Open the pages of history, look around you in the present day, and you
will see a thousand-fold sufferings, unmerited sufferings, which, after
a long agony lead--to despair. But another, a happier life! Only
consolation, only hope, only true point of light in the darkness of
earthly existence!--no, no! I will not abandon thee! I will trust in
thee; and in this belief will be silenced the murmurings which so often
arise against the Creator of the world.

"I am ill, and do not believe that I shall live over this winter.
Breathing is difficult to me; and perhaps the inexpressible heaviness
which burdens me may contribute to this torment. When I sit up sleepless
in my bed through the long nights, and see the night in myself, behind
me and before me, then dark, horrible phantasies surround me, and I
often think that insanity, with ashy cheeks, stony and rigid gaze,
approaches me, will darken my reason and bewilder my mind. How can I
wish to live? When it is evening, I wish it were morning; and when it is
morning, I wish that the day was over, and that it were again evening.
Every hour is to me a burden and a torment.

"For this cause, my friend, pray God for me that I may soon die!
Farewell! Perhaps I may write no more. But my last clear thought will be
for you. Forgive the impatience, the bitterness, which shows itself in
this letter.
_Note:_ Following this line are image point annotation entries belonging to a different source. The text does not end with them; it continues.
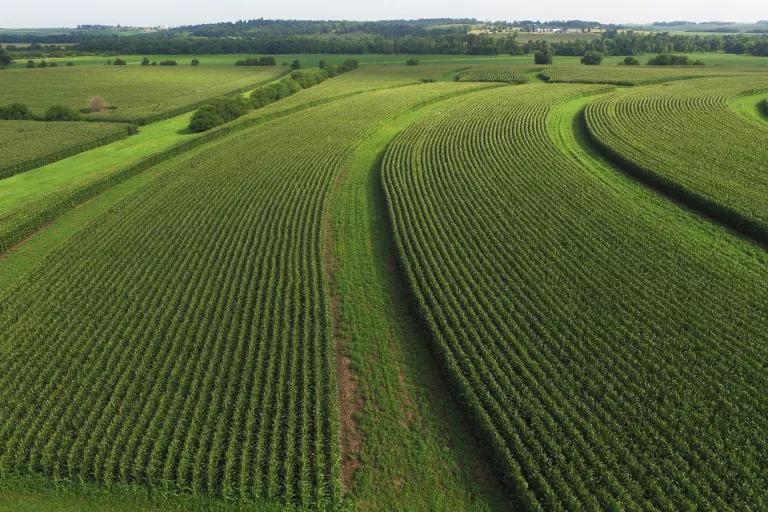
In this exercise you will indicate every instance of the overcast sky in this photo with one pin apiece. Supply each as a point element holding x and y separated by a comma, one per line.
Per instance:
<point>68,13</point>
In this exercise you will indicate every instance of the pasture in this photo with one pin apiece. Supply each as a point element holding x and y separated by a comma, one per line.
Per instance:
<point>137,94</point>
<point>469,284</point>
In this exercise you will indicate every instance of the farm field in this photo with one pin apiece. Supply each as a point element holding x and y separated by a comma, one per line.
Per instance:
<point>137,94</point>
<point>718,161</point>
<point>457,285</point>
<point>25,145</point>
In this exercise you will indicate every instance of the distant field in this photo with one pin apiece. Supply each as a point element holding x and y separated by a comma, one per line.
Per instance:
<point>454,286</point>
<point>134,93</point>
<point>595,329</point>
<point>25,145</point>
<point>709,152</point>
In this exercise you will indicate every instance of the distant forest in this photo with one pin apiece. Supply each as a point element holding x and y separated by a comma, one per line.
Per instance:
<point>433,36</point>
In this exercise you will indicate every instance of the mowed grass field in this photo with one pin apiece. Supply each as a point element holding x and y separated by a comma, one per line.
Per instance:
<point>382,294</point>
<point>133,93</point>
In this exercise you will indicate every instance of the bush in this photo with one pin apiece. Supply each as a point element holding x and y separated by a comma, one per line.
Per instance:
<point>543,56</point>
<point>217,112</point>
<point>592,58</point>
<point>261,61</point>
<point>15,112</point>
<point>97,104</point>
<point>61,113</point>
<point>665,59</point>
<point>348,65</point>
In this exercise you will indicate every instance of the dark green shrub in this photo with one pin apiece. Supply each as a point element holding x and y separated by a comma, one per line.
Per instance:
<point>15,111</point>
<point>61,113</point>
<point>666,59</point>
<point>348,65</point>
<point>544,56</point>
<point>217,112</point>
<point>592,58</point>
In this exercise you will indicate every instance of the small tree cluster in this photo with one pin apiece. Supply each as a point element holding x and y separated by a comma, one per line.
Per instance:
<point>592,58</point>
<point>218,111</point>
<point>15,112</point>
<point>666,59</point>
<point>260,61</point>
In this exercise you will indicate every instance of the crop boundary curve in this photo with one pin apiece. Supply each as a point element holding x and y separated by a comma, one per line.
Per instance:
<point>712,211</point>
<point>26,230</point>
<point>351,402</point>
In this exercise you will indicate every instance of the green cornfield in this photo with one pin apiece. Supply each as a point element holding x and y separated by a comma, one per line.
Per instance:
<point>609,346</point>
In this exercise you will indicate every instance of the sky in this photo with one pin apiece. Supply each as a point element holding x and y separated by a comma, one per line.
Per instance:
<point>68,13</point>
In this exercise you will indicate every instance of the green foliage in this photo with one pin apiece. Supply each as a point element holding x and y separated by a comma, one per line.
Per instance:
<point>665,59</point>
<point>592,58</point>
<point>716,162</point>
<point>592,328</point>
<point>217,112</point>
<point>61,113</point>
<point>138,94</point>
<point>492,74</point>
<point>260,61</point>
<point>5,58</point>
<point>37,143</point>
<point>544,55</point>
<point>15,111</point>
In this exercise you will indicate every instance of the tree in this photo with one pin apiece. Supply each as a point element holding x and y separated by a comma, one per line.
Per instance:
<point>544,55</point>
<point>592,58</point>
<point>61,113</point>
<point>97,104</point>
<point>15,112</point>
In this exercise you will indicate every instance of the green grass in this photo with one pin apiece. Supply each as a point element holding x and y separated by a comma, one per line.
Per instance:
<point>416,454</point>
<point>713,159</point>
<point>134,93</point>
<point>25,145</point>
<point>598,332</point>
<point>31,198</point>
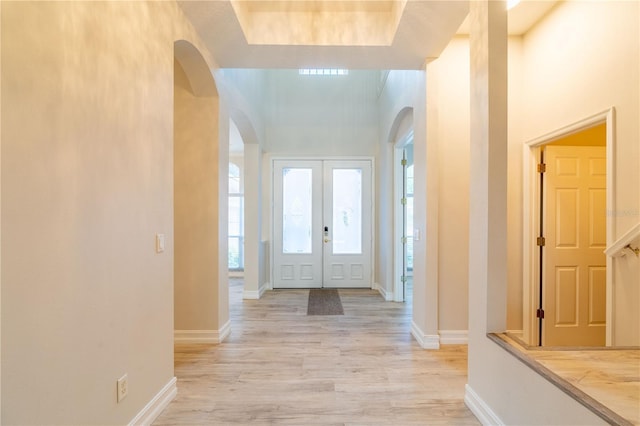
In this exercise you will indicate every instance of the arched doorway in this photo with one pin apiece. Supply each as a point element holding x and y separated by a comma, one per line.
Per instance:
<point>201,302</point>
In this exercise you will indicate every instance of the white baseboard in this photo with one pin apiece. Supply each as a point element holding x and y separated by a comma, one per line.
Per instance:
<point>210,337</point>
<point>157,405</point>
<point>426,341</point>
<point>387,295</point>
<point>253,294</point>
<point>454,337</point>
<point>479,408</point>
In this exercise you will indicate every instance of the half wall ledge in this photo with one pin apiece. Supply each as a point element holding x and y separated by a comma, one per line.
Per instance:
<point>625,414</point>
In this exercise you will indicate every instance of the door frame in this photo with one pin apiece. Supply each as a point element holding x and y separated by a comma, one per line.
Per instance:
<point>398,216</point>
<point>531,220</point>
<point>273,159</point>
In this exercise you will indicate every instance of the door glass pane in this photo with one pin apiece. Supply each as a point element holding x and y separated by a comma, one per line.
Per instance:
<point>235,216</point>
<point>234,253</point>
<point>296,210</point>
<point>347,211</point>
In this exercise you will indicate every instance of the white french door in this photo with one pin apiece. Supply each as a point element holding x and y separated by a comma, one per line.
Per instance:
<point>322,223</point>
Pray for me, my friend and teacher, pray that I may be able
to compose myself, and to pray yet before I die!"




NEW CONTENTIONS.

We're living a peculiar life,
With serious words and serious strife.

MUNCH.


Whilst we leave the pale Mrs. Astrid alone with her dark thoughts, we
are led by certain extraordinary discords to look around in

THE BREWHOUSE.

Harald found himself there for the purpose of tasting the new beer which
Susanna had brewed; but before he had swallowed down a good draught, he
said, with a horrible grimace, "It is good for nothing--good for nothing
at all!"

Somewhat excited, Susanna made reply, "Perhaps you will also assert that
Baroness Rosenhjelm's brewing-recipe is good for nothing!"
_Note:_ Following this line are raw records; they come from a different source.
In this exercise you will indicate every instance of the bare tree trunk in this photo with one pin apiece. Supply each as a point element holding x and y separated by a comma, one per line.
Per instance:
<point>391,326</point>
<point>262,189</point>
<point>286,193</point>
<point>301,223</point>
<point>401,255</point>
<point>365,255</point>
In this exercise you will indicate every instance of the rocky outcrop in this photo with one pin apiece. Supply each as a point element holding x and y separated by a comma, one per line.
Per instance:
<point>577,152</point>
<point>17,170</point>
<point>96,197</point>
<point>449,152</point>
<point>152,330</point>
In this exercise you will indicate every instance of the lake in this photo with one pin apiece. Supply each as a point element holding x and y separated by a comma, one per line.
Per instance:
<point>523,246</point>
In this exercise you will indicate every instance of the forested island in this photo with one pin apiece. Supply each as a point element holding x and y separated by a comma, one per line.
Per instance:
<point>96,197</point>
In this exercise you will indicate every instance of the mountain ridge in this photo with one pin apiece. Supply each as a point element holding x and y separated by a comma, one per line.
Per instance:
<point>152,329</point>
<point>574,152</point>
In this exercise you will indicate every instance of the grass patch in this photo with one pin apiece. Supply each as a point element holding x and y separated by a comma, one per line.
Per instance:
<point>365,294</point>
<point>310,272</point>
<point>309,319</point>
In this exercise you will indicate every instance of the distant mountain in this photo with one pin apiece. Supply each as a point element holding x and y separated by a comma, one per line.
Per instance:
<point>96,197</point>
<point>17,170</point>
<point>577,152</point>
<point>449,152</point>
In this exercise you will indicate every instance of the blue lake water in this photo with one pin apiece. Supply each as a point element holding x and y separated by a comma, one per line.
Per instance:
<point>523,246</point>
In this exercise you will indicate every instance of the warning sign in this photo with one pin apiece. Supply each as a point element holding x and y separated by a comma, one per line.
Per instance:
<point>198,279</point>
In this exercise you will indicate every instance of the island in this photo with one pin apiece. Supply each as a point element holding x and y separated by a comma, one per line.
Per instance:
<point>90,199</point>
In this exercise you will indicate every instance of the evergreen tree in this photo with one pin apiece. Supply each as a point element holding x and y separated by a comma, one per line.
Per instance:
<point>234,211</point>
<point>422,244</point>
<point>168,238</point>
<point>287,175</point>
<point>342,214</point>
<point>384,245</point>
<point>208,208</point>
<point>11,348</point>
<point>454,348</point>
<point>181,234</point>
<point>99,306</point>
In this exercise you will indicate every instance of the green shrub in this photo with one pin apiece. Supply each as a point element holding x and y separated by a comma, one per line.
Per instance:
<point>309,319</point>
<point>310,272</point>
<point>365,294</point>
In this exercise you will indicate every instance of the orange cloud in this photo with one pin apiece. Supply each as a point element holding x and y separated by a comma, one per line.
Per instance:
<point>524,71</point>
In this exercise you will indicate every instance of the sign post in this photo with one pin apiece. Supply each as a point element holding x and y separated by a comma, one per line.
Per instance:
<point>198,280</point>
"That I assert decidedly. Does not she give coffee-parties? And a
coffee-bibber is always a bad housewife; and as Baroness Rosenhjelm is a
coffee-bibber, therefore----"

"I must tell you," interrupted Susanna, vehemently, "that it is
unbecoming and profane of you to talk in this way of such an excellent
lady, and a person of such high rank!"

"High! How high may she be?"

"A deal higher than you are, or ever can be, that I can assure you!"

"Higher than me! then of a certainty she goes on stilts. Now, I must say
that is the very tip-top of gentility and politeness. One may forgive a
lady giving coffee-parties, and decorating and dressing herself up, but
to go on stilts, only on purpose to be higher than other folks, and to
be able to look over their heads, that is coming it strong over us. How
can such a high person ever come down low enough to brew good beer? But
a Swedish woman can never brew good beer, for----"

"She will not brew a single drop for you abominable Norwegians, for you
have neither reason, nor understanding, nor taste, nor----"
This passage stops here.